RQA can add global information about the temporal dimension, ideally providing information complementary to the established measures of the typing process. Our results show that RQA measures seem to be more sensitive towards interactions between language and task compared to traditional measures. Moreover, they yield a non-linear relationship between foreign language writing skill and recurrence properties, potentially reflecting even more sources of effects, like the individual typing style, that traditional measures do not pick up.

As RQA can be readily applied to typing time series to extract dynamic properties, it might further prove to be a means to connect different writing processes (e.g., keystroke intervals and hand-writing trajectories). Moreover, RQA measures are connected to other linguistic-cognitive process measures like response times or eye movements during reading. This might allow for new, comparative ways to investigate these different processes. However, this warrants a broader application of RQA in the field of writing research to better understand how to interpret RQA measures in terms of writing dynamics and to gain a more profound knowledge of how they could complement the measures currently used to describe the writing process.

Here, we mainly introduced RQA as an analysis tool that taps into the global dynamics over a whole typing task. This is in line with our considerations regarding skill and constraints on writing performance since constraints cannot be found in individual data points but must be quantified across a coherent set of data points. However, RQA is a very versatile technique, and can in principle be used to investigate local fluctuations of the writing process such as within-word dynamics using a variation called windowed RQA (Marwan et al., 2007; Wallot, 2017).

Further research

So far, RQA measures are not integrated into current linguistic, psychological, and motor-control theories of writing.

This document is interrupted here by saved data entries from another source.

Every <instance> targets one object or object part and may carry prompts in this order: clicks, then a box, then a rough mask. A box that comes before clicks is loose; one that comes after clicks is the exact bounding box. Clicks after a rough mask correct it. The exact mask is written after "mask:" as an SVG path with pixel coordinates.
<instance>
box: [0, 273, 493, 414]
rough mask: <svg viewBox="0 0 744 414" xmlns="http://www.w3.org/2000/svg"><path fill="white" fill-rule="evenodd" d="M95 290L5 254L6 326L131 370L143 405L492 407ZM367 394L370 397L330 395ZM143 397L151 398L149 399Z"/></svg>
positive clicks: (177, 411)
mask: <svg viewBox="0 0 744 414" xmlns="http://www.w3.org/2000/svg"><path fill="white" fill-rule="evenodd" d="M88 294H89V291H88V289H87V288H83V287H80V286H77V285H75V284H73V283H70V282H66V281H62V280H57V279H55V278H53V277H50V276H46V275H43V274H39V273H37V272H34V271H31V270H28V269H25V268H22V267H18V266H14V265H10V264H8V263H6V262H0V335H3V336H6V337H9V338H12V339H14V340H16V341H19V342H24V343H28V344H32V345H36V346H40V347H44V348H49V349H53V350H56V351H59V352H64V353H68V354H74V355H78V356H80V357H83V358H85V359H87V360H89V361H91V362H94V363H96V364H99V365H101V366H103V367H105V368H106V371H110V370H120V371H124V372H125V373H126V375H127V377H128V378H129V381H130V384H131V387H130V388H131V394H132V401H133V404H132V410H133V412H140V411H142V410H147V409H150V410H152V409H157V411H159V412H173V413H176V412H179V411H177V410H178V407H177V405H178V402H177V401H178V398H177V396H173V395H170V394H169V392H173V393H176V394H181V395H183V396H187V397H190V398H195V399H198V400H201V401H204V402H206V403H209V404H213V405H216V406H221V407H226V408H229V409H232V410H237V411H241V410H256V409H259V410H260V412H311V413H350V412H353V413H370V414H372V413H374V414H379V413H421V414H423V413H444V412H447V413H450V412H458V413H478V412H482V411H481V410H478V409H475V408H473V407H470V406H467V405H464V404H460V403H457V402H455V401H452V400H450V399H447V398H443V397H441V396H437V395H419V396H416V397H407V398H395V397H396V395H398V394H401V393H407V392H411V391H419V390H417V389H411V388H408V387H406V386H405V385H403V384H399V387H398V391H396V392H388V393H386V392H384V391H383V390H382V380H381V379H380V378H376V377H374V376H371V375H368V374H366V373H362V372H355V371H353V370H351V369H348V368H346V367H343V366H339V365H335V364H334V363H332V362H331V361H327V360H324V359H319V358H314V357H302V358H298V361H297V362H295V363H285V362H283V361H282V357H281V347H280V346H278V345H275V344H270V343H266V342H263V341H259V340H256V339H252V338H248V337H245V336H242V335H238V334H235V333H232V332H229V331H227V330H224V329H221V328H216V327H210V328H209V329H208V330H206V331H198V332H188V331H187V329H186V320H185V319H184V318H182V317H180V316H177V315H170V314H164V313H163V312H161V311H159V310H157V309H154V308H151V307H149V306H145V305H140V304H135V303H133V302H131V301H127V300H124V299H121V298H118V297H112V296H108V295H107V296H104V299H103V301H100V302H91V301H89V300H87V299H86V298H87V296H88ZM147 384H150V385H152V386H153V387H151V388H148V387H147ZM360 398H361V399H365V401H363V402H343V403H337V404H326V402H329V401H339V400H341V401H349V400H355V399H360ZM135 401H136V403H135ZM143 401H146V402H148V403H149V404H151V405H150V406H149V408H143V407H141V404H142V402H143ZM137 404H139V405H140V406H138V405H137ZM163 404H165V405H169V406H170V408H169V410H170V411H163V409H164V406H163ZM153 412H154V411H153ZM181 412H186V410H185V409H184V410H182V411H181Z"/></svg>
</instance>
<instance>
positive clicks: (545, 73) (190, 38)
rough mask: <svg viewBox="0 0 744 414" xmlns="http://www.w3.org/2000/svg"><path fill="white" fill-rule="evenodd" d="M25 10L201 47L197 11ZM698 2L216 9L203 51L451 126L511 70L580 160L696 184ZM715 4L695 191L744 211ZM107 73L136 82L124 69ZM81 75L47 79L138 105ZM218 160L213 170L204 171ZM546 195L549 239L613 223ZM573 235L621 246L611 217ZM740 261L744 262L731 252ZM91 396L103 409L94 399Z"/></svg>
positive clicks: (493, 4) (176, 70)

To integrate these measures in a meaningful way, more studies applying RQA to the writing process are needed to gain a broader empirical understanding of what these measures contribute and how they vary. Moreover, RQA is not yet tightly integrated into our conceptual understanding of how writing works. However, originating from dynamic systems analysis, RQA brings new concepts to the table, such as the notion of constraints and flexible adaptability, and it comes with measures to appropriately quantify writing data.

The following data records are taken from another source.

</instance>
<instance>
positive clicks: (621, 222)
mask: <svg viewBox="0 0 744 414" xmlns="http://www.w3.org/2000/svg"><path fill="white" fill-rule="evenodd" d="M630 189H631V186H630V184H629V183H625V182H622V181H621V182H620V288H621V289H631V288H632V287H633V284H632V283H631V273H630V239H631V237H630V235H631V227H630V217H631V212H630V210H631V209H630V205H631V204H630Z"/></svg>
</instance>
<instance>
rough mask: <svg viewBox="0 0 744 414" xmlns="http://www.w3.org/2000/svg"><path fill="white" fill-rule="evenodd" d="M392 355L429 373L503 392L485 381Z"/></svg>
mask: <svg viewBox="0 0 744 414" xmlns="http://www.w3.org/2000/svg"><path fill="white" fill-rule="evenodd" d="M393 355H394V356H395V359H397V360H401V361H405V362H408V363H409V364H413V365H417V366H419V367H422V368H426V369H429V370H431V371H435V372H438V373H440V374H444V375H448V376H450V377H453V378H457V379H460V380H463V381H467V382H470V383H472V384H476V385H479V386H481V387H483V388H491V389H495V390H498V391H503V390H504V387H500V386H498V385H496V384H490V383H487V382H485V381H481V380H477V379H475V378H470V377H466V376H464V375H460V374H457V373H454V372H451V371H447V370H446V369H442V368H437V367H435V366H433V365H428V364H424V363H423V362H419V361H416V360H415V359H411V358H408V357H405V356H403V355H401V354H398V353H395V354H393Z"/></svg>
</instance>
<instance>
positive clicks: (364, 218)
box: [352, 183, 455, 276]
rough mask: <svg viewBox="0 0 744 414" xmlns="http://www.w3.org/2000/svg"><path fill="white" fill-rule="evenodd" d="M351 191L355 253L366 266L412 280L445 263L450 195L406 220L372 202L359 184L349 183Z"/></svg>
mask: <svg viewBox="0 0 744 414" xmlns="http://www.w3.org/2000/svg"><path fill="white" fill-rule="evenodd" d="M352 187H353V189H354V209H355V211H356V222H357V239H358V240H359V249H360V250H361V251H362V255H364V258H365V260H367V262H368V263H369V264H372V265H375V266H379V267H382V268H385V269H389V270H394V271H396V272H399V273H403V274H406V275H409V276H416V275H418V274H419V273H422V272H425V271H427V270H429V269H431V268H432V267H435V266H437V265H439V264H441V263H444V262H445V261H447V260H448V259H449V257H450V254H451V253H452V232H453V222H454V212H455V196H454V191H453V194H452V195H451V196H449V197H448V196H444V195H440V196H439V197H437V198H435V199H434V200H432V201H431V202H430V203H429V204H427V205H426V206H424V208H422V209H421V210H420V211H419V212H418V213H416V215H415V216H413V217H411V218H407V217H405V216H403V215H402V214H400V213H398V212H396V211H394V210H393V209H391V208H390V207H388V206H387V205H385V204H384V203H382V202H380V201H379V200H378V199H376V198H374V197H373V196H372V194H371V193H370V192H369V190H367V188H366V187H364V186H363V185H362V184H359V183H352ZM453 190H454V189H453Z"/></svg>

Previously, we have hinted at the fact that skill is a multifaceted concept. Thinking in terms of dynamical systems, we can now propose that skill controls writing in the way that it functionally constrains behavior, but below that level, its different facets must be elaborated. This could be tested by tracing back the quality of writing performance to individual performance measures (e.g., speed, burstiness, pause patterns) which are shaped by constraints that in turn can be captured by measures of RQA and then linked to global measures of aptitude. Admittedly, at this point, this is just a speculative research agenda. However, applying RQA to implement this, and using, for instance, a path-model like approach could provide an integrative view across the different levels of control that drive the writing process.